Publié le 25 Apr 2017 - 00:12
PRESIDENTIELLE FRANÇAISE - CHEZ MACRON

«J’aime bien dans les films quand les gentils gagnent à la fin» 

 

Au Parc des expositions de Paris, où le candidat d'En marche organisait sa soirée électorale, les militants ont fêté son arrivée en première position comme s'il avait déjà gagné l'élection.

 

S’il se disait dans un «brouillard serein», Emmanuel Macron avait vu les choses en grand, et l’histoire lui aura donné raison. Un pavillon entier du Parc des expositions de Paris, d’une capacité de 3 500 personnes, plus d’un millier de journalistes accrédités, dont 600 pour la presse étrangère, et une armada de «helpers». Noyé dans la masse, des militants choyés (broches, tee-shirts, sacs en toile et drapeaux tricolores et européens à volonté) à la liesse télécommandée - ce qui ne l’empêche pas d’être sincère. Une foule générationnellement bien répartie, relativement métissée et bien mise, en uniforme de cadre «casual friday» – rarement aura-t-on vu autant de chemises en jean et de blazers bleu marine au mètre carré. Il semblerait qu’une personne sur trois ait un projet «digital» sur le feu.
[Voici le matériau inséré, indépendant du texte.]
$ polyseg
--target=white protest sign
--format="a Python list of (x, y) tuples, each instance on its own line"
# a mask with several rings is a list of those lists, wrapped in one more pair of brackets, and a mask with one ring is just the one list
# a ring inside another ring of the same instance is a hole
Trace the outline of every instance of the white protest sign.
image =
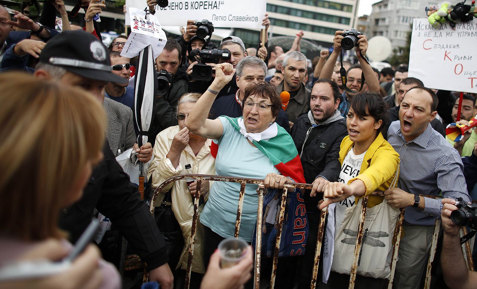
[(429, 88), (477, 93), (477, 21), (437, 28), (426, 19), (414, 19), (408, 76)]
[(154, 15), (146, 19), (145, 12), (137, 8), (129, 9), (131, 35), (121, 51), (121, 56), (132, 58), (139, 54), (145, 47), (151, 45), (155, 59), (162, 52), (167, 39), (166, 33)]
[(166, 7), (156, 6), (155, 15), (164, 26), (207, 19), (216, 27), (260, 29), (266, 6), (266, 0), (169, 0)]
[[(129, 11), (129, 8), (137, 8), (140, 10), (144, 10), (147, 6), (146, 0), (126, 0), (126, 11)], [(126, 25), (131, 23), (131, 19), (129, 18), (129, 13), (126, 13), (124, 15), (126, 20), (124, 22)]]

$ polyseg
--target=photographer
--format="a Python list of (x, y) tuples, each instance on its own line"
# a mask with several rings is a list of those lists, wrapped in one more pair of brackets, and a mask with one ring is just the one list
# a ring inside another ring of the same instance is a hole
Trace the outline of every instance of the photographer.
[[(343, 36), (342, 35), (347, 34), (348, 34), (347, 36)], [(360, 65), (353, 66), (346, 71), (348, 81), (346, 83), (346, 86), (348, 89), (352, 90), (353, 92), (346, 90), (343, 92), (342, 95), (343, 101), (340, 104), (340, 107), (338, 108), (338, 109), (341, 111), (341, 115), (344, 116), (348, 113), (350, 101), (354, 95), (358, 92), (365, 91), (370, 92), (379, 92), (379, 82), (377, 78), (376, 77), (376, 75), (374, 74), (374, 72), (371, 66), (369, 65), (366, 59), (363, 58), (366, 55), (366, 51), (368, 50), (368, 40), (366, 36), (355, 30), (353, 31), (353, 33), (352, 31), (338, 30), (335, 32), (334, 35), (333, 52), (332, 52), (328, 60), (323, 67), (321, 74), (320, 75), (320, 78), (331, 79), (335, 63), (338, 60), (338, 57), (341, 52), (342, 41), (345, 37), (348, 38), (347, 40), (351, 38), (355, 41), (354, 46), (356, 47), (356, 57), (358, 58), (360, 64)], [(345, 48), (349, 48), (345, 47)], [(349, 50), (352, 48), (349, 48)], [(362, 75), (364, 76), (365, 80), (362, 89), (360, 90), (362, 84)]]
[[(210, 44), (210, 43), (209, 43)], [(212, 47), (212, 46), (210, 46)], [(203, 49), (204, 48), (203, 47)], [(243, 41), (240, 38), (236, 36), (228, 36), (222, 40), (220, 41), (219, 49), (223, 50), (227, 49), (230, 51), (230, 58), (228, 59), (225, 60), (220, 59), (216, 61), (217, 63), (222, 63), (226, 62), (230, 63), (233, 65), (234, 68), (237, 66), (237, 64), (240, 62), (244, 58), (247, 56), (247, 51), (245, 51), (245, 45), (243, 44)], [(187, 70), (187, 73), (189, 75), (193, 75), (194, 73), (194, 67), (198, 63), (198, 61), (194, 62)], [(209, 65), (212, 68), (212, 78), (215, 78), (214, 72), (215, 70), (215, 66), (216, 63), (206, 63), (206, 64)], [(210, 86), (213, 80), (191, 80), (189, 83), (189, 92), (198, 92), (203, 93), (207, 88)], [(229, 95), (233, 93), (234, 91), (238, 90), (238, 87), (237, 86), (236, 78), (233, 77), (232, 80), (228, 82), (219, 92), (217, 98), (219, 98), (224, 95)]]
[[(155, 140), (157, 134), (165, 129), (177, 125), (173, 108), (177, 106), (179, 99), (188, 90), (187, 74), (179, 67), (182, 53), (182, 50), (177, 41), (169, 38), (162, 52), (156, 60), (159, 77), (162, 79), (160, 81), (169, 81), (169, 86), (168, 90), (165, 92), (158, 91), (157, 97), (154, 98), (153, 118), (149, 128), (149, 137), (152, 138), (150, 140)], [(161, 70), (165, 71), (161, 72)], [(159, 90), (164, 86), (160, 82)]]
[(455, 206), (456, 200), (443, 199), (442, 202), (441, 218), (444, 237), (441, 266), (444, 281), (451, 289), (477, 288), (477, 273), (467, 269), (461, 249), (459, 235), (461, 227), (455, 225), (450, 219), (451, 213), (457, 209)]

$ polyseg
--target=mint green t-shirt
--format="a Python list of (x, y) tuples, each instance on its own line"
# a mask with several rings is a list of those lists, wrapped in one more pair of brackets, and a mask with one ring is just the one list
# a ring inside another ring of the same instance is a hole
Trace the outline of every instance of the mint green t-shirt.
[[(224, 132), (218, 140), (215, 160), (216, 175), (264, 179), (269, 173), (280, 174), (270, 159), (252, 146), (225, 117), (219, 117)], [(257, 223), (257, 185), (245, 186), (239, 237), (252, 241)], [(224, 238), (233, 238), (238, 206), (238, 183), (216, 181), (200, 214), (200, 222)]]

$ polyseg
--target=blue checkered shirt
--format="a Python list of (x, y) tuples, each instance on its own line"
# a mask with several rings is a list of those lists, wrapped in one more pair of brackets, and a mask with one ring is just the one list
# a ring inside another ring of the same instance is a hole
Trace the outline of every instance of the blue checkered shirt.
[[(394, 121), (388, 131), (388, 141), (399, 154), (398, 187), (408, 193), (462, 198), (470, 201), (462, 171), (464, 165), (455, 149), (430, 124), (421, 135), (406, 142), (401, 132), (399, 120)], [(442, 203), (440, 199), (425, 198), (423, 210), (407, 207), (404, 223), (416, 226), (432, 226), (440, 219)]]

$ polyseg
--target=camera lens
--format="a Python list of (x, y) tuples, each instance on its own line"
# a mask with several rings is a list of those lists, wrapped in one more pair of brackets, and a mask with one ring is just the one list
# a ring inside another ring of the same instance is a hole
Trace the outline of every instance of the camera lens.
[(169, 80), (165, 76), (160, 76), (157, 78), (157, 94), (164, 95), (169, 90)]
[(457, 226), (466, 226), (469, 222), (468, 212), (459, 209), (450, 213), (450, 219), (452, 222)]
[(351, 50), (356, 45), (357, 40), (354, 35), (347, 35), (341, 40), (341, 47), (344, 50)]
[(167, 0), (159, 0), (157, 1), (157, 4), (159, 4), (159, 7), (167, 7), (167, 5), (169, 4), (169, 1)]
[(197, 29), (196, 35), (199, 38), (204, 39), (208, 35), (208, 28), (207, 26), (201, 25)]
[(209, 80), (212, 79), (212, 66), (199, 63), (194, 66), (192, 79), (196, 80)]

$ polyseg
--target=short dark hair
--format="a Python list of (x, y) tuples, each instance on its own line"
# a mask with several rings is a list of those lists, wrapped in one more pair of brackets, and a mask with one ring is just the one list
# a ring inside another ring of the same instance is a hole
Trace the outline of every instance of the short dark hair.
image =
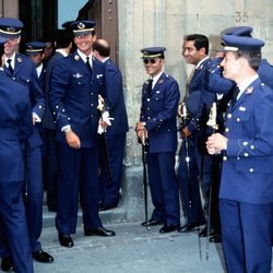
[(247, 59), (249, 66), (254, 70), (258, 71), (260, 62), (262, 60), (262, 54), (261, 52), (244, 52), (241, 50), (235, 51), (235, 58), (245, 58)]
[(99, 39), (94, 41), (93, 50), (97, 50), (102, 57), (109, 57), (110, 56), (109, 45), (107, 45), (107, 46), (103, 45), (102, 43), (99, 43)]
[(0, 44), (0, 68), (2, 67), (3, 55), (4, 55), (4, 44)]
[(72, 33), (67, 29), (58, 29), (55, 34), (56, 48), (67, 48), (73, 40)]
[(209, 38), (205, 35), (202, 34), (190, 34), (186, 35), (183, 37), (183, 40), (193, 40), (194, 41), (194, 47), (197, 50), (200, 50), (201, 48), (205, 49), (205, 54), (209, 55)]

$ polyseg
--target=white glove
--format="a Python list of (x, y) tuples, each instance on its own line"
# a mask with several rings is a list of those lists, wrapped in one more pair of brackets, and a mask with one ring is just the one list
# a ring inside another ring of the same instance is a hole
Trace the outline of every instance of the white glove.
[[(104, 122), (106, 122), (108, 126), (111, 126), (111, 120), (114, 120), (114, 118), (111, 118), (109, 116), (108, 111), (104, 111), (102, 115), (102, 119)], [(100, 126), (100, 123), (98, 123), (98, 128), (97, 128), (97, 133), (102, 134), (106, 132), (106, 130)]]
[(111, 126), (111, 120), (114, 120), (114, 118), (110, 117), (108, 111), (104, 111), (102, 119), (108, 124)]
Il est 18h30. Sous le pupitre où Emmanuel Macron doit s’adresser à la foule, on croise Raphaël, entrepreneur de 36 ans qui rêve «d’enfin dépasser le clivage-gauche droite». Il se dit «tendu». Pas à l’idée que Macron ne soit pas au deuxième tour, mais à celle que Mélenchon pourrait l’accompagner. «Marine Le Pen, ce serait vraiment l’idéal, dit-il. Enfin, façon de parler.» A ses côtés, Maud, informaticienne de 36 ans, est là «pour l’Europe». On discute ensuite avec Darius, 47 ans, au passé militant aussi long que tortueux. Depuis 1989, il a fait campagne pour Simone Veil, Michel Rocard, Lionel Jospin et Ségolène Royal. «Au fond, je suis "rocardo-barriste". Donc Macron, c’est pile-poil pour moi», dit cet avocat fiscaliste reconverti dans le «marketing digital». Jusqu’à présent, ses inclinations centristes n’ont jamais été récompensées. Ça pourrait changer ce soir.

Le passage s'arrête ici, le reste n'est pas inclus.